Choosing Yourself As A People-Pleaser is One of the Best and Most Difficult Things You Can Do For Yourself
As a recovering people-pleaser, I think people-pleasing has its roots in insecurity and a feeling of less-than.
I was not always a people-pleaser. It’s something I picked up along the way.
The first crack was when I was 13 and my sister compared me to a friend of mine asking why I couldn’t be more like them.
“Maybe because we are different and that’s how God meant for us to be?”
The crack got bigger in high school. I was a victim of bullying.
By the time I was done with high school, I had learned:
Not to trust me.
To dim my light.
To silence my voice.
To take as little space as I possibly could.
To avoid being singled out, do what everyone expects or wants from you.
People-pleasing became a defence mechanism that made me feel safe.

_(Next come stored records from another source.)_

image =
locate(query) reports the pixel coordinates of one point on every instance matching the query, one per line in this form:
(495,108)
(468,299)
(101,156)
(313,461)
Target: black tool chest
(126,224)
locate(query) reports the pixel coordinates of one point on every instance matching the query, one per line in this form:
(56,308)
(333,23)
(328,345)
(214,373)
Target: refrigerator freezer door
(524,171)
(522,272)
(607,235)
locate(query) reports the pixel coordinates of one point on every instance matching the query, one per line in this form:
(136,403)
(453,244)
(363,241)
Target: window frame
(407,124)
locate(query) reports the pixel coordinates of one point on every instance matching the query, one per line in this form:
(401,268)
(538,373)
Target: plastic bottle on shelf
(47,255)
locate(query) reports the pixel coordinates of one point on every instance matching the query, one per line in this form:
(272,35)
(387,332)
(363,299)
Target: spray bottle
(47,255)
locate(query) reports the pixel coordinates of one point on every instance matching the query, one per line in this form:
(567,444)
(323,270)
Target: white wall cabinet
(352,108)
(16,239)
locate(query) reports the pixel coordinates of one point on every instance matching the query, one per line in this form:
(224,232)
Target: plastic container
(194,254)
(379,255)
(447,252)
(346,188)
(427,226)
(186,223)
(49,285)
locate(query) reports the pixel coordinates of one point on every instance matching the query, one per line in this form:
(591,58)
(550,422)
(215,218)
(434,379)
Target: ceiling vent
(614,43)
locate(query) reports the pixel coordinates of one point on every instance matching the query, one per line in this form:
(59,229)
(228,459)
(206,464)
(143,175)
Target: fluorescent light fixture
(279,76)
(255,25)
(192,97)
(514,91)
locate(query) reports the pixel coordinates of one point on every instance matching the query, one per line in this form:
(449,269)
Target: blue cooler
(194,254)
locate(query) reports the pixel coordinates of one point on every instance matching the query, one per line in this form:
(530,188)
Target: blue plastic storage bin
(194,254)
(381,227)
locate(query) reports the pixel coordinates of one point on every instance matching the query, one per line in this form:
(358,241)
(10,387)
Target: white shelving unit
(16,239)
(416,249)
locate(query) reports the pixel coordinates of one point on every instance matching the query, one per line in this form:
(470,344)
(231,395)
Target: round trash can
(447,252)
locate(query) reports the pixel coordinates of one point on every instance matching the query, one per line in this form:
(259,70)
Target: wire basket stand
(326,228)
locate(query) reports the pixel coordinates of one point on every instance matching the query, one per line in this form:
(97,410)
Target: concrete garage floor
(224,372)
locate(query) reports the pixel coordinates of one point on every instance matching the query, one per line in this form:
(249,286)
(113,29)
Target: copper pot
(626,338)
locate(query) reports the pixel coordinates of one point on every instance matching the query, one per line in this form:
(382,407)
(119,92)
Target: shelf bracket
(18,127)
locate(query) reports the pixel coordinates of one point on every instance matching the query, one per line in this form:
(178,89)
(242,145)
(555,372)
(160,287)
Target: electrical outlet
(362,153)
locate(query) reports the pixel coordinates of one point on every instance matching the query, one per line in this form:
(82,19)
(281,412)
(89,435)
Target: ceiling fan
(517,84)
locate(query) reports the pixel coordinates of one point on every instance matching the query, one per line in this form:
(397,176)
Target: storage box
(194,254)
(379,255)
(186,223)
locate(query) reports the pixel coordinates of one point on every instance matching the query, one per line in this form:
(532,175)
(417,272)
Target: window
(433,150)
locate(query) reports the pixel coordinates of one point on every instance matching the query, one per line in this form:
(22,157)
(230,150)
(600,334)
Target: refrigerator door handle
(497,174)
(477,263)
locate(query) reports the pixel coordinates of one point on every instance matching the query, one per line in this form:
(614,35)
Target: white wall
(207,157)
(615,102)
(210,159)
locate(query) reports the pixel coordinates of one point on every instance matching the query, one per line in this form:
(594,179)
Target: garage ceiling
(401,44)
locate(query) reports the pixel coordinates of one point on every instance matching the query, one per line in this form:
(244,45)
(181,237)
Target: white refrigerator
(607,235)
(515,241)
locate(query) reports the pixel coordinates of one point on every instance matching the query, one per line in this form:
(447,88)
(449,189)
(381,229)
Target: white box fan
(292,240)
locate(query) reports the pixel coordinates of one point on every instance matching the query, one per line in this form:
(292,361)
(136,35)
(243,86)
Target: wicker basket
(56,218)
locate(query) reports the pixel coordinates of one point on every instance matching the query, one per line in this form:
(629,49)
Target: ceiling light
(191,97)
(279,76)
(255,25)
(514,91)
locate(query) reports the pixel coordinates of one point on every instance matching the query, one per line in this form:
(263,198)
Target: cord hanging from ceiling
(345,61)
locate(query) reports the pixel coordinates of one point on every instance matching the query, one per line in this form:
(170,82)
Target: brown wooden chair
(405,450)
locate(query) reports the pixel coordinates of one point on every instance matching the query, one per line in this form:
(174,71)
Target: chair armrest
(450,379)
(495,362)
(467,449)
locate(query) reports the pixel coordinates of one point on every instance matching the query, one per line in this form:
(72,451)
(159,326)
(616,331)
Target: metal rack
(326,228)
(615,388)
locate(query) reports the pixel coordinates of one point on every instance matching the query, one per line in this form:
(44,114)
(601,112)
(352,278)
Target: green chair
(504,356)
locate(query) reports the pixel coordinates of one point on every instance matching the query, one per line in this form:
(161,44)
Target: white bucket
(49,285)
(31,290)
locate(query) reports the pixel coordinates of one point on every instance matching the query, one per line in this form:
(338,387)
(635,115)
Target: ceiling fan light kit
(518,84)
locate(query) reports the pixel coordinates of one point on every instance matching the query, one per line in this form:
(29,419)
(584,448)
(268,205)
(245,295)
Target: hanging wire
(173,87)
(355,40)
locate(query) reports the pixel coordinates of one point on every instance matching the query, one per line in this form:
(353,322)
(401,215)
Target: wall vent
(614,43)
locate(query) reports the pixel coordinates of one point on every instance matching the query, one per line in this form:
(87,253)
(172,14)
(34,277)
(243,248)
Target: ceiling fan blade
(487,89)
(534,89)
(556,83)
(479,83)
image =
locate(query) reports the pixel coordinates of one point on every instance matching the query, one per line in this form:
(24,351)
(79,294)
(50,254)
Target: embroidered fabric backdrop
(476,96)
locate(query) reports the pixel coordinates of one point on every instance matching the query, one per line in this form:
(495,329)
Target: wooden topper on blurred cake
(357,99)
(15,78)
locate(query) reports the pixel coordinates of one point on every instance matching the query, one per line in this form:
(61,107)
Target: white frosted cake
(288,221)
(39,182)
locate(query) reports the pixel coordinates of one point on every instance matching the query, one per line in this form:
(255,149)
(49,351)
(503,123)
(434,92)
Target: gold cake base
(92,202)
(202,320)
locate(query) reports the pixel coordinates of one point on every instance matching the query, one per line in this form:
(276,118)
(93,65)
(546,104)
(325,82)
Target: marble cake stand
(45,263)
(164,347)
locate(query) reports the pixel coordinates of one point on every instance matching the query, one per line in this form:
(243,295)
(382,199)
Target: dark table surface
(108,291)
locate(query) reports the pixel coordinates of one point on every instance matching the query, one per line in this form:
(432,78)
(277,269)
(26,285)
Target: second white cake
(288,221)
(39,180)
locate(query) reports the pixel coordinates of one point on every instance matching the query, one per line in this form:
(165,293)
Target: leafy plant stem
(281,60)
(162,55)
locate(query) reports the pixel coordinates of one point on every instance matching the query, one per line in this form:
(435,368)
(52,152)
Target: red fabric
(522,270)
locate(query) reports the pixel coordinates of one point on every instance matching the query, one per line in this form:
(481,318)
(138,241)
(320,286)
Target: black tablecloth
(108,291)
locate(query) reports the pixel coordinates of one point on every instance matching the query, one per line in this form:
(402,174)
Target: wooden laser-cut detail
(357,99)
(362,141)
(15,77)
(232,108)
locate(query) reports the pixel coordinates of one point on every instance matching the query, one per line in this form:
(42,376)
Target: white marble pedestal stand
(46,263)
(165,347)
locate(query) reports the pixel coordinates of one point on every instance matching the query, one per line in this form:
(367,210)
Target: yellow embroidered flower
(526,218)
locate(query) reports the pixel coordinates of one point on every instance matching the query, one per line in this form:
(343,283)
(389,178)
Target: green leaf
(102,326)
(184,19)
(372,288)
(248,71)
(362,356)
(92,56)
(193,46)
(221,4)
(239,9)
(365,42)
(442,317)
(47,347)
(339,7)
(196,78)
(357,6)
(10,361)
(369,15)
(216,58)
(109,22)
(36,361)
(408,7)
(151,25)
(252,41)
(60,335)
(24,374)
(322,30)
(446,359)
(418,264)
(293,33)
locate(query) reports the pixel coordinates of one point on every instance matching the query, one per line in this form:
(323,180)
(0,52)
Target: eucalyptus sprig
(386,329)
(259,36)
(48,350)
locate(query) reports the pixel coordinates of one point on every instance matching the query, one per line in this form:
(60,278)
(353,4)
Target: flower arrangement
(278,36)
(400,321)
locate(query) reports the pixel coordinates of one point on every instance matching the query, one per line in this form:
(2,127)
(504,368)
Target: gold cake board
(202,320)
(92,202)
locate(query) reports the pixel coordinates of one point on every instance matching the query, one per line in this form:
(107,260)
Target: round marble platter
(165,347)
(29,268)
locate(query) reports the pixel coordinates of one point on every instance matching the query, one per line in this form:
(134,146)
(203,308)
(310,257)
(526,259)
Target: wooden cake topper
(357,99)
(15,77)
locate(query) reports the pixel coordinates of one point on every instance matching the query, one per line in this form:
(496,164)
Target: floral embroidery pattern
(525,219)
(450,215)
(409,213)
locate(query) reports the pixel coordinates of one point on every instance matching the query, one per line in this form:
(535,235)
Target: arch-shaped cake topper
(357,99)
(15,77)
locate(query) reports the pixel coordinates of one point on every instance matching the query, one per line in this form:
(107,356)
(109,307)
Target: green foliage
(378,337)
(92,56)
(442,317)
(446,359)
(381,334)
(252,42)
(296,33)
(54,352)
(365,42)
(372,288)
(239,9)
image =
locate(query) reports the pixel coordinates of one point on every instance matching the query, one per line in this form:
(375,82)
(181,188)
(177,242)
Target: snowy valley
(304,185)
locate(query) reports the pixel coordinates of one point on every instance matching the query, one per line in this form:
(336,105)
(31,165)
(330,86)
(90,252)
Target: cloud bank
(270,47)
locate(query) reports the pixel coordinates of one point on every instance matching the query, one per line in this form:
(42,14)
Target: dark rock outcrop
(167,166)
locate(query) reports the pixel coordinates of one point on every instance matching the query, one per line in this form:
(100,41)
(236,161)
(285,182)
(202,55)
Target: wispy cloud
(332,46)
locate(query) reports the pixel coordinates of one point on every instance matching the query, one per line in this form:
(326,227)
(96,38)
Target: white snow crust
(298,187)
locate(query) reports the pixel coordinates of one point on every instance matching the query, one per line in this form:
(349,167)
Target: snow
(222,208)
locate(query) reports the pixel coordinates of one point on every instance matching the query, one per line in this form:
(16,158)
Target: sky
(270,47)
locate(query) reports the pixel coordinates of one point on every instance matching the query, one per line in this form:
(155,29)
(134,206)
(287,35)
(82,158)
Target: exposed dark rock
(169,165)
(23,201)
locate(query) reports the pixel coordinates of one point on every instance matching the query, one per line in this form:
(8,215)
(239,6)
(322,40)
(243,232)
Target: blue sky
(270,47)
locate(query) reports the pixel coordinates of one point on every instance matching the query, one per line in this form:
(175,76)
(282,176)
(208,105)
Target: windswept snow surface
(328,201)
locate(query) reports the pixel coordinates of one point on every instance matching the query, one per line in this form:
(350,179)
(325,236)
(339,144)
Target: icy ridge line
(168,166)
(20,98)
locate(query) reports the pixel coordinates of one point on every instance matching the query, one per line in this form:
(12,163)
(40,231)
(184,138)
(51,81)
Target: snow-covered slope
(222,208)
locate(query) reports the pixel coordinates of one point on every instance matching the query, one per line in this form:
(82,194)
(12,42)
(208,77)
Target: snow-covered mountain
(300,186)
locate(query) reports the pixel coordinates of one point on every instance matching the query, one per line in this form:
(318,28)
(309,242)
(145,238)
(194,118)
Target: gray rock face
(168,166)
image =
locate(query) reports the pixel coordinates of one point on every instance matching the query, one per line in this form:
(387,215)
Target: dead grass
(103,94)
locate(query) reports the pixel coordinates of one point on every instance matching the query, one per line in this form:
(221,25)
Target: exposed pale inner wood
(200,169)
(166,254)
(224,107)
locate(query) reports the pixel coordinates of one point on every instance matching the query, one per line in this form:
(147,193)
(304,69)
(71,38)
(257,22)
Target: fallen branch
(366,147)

But it was rooted in feelings of inadequacy which bred the insecurity about myself.
The phrase, “Why can’t you be like person X” implies that you are less-than person X in some way.
Being bullied implied that if your light shines too bright, you become an easy target so keep it on the down low.
To betray oneself is one of the worst sins against self that you can commit. In my opinion.
I was doing it every day.
The thing with people-pleasing is once you’re on that path, it feels impossible to switch lanes.
Your every interaction, including how you introduce yourself to new people, is that you are this peace-loving, kumbaya, person who will do whatever to not ruffle feathers.
The day you dare express an opinion, let alone a different one, people clutch imaginary pearls and claim “blasphemy!”
“Who are you and what have you done with our person?”
And that makes you feel self-conscious. Like you’ve done something wrong. As if having an opinion is wrong.
Because you have convinced yourself that your existence depends on you being liked, and validated by the people you have surrounded yourself with, you get back in line.
“I exist to please you.”
That’s until you go to therapy (in my case) and you realise that even with all the bending backwards to accommodate everyone else, people still left. People were still mean.
While you thought you being agreeable was protecting you, it was actually a different form of harm.
People will do what they want to do regardless of what you do or don’t do.
A bitter pill to swallow, but it is the truth.
Of course, by you allowing yourself to be a doormat, you are definitely making their lives easier because they never have to consider you in any real way. Ultimately, though, people just do whatever they want to do.
So, the betrayal of yourself is really just you robbing yourself of a beautiful life experience.
I had to grieve the years I spent putting myself last and all the harm that did and then forgive myself.
I then had to start setting boundaries.
That was a hike I was not ready for!
But I was not going to backtrack either.
Learning to trust that who I am, just as I am, is enough and awesome and you can either take me or leave me, was destabilising, to say the least — all in the best ways.
To trust that I can present my true self and that someone will still want to know me and be in my presence was crazy to me.
But, I was ready and willing to do it. What I had been doing hasn’t been working.
“Doing the same thing and expecting different results is the definition of madness.”
I was a lot of things — mad was not one of them.
Next came learning to say, “No!” And not feel like the world would come to an end if I did not give this long explanation or excuse that served the purpose of making the other person feel better.
People-pleasers thrive on saying yes!
That was and still is a mind shift. But just because it’s hard doesn’t mean it’s impossible.
And then learning to ask for what I want without feeling like my skin is crawling.
There are steps to undoing this, hun.
It’s a process; not a thing you can wave a magic wand and “Taadaa! You no longer care about what anyone thinks about you.”
I, however, have never been happier!
Choosing myself, using my voice, showing up as me, saying no, and asking for what I want. All the things.
It’s happier because now I know if you are on my team, it’s because you actually like me and want to be there. I am not out here doing tricks for you to stick around.
Advocating for myself is sexy to me. It makes me light up and feel all these warm, fuzzy feelings.
It really is one of the best gifts I gave to myself. One you can give yourself too.
It starts with you believing that you are enough, just as you are.
Don’t even try to do anything else before you wrap your reality around that. The belief you are enough ends up becoming your anchor and protection when people try to challenge you.
You see if you don’t need my approval to exist, then whether I like you or not, is a non-issue. Period.
You take away my power and now you create a safe space for you to build the other pillars to move you out of “people-pleasing-ville”
Try it and let me know how it works out.